Applies routing weights and reduces over topk in a single kernel. Accumulates in fp32. When out is None, allocates and returns an fp32 buffer. When out is provided (e.g. the RSV symmetric memory tensor), writes directly into it — tl.store handles the cast to the buffer’s dtype. Only writes the first valid_tokens rows; rows beyond are left untouched (downstream RSV reads only the valid range). Only accumulates contributions from local experts; non-local topk slots are skipped (their values in input are undefined).

core.inference.moe.vllm_fused_moe.vllm_fused_moe(
hidden_states: torch.Tensor,
probs: torch.Tensor,
fc1_weight: torch.Tensor,
fc2_weight: torch.Tensor,
activation_type: megatron.core.inference.moe.fused_moe.ActivationType,
num_local_experts: int,
local_expert_start: int,
valid_tokens: torch.Tensor,
routing_map: torch.Tensor,
out: Optional[torch.Tensor] = None,
num_tokens_hint: Optional[int] = None,
) torch.Tensor#

Fused MoE using the vLLM Triton grouped-GEMM kernel (BF16).

CUDA-graph compatible: indirection tables are built entirely on-device using fixed-size buffers gated by valid_tokens.

Parameters:

  • hidden_states – [max_tokens, hidden_size] BF16 input. Only the first valid_tokens rows are valid; the rest are ignored.

  • probs – [max_tokens, topk] fp32 routing probabilities.

  • fc1_weight – [num_local_experts, fc1_out, hidden_size] BF16.

  • fc2_weight – [num_local_experts, hidden_size, fc1_out] BF16.

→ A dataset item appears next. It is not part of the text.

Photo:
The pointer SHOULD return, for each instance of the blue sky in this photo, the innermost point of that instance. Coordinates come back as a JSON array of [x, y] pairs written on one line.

  • activation_type – ActivationType enum.

  • num_local_experts – experts on this rank.

  • local_expert_start – first global expert index on this rank.

  • valid_tokens – scalar int32 CUDA tensor with number of valid tokens.

  • routing_map – [max_tokens, topk] int expert assignments.

  • out – optional [max_tokens, hidden_size] output buffer (e.g. the RSV symmetric memory tensor). If None, an fp32 buffer is allocated. When provided, tl.store casts to the buffer’s dtype automatically.

  • num_tokens_hint – optional host-side int with the expected number of valid tokens (e.g. batch_size * ep_size). Used to select a better BLOCK_SIZE_M instead of using the worst-case buffer size.

Returns:

[max_tokens, hidden_size] output (fp32 when out=None, else out’s dtype). tl.store handles the implicit cast when out is a different dtype.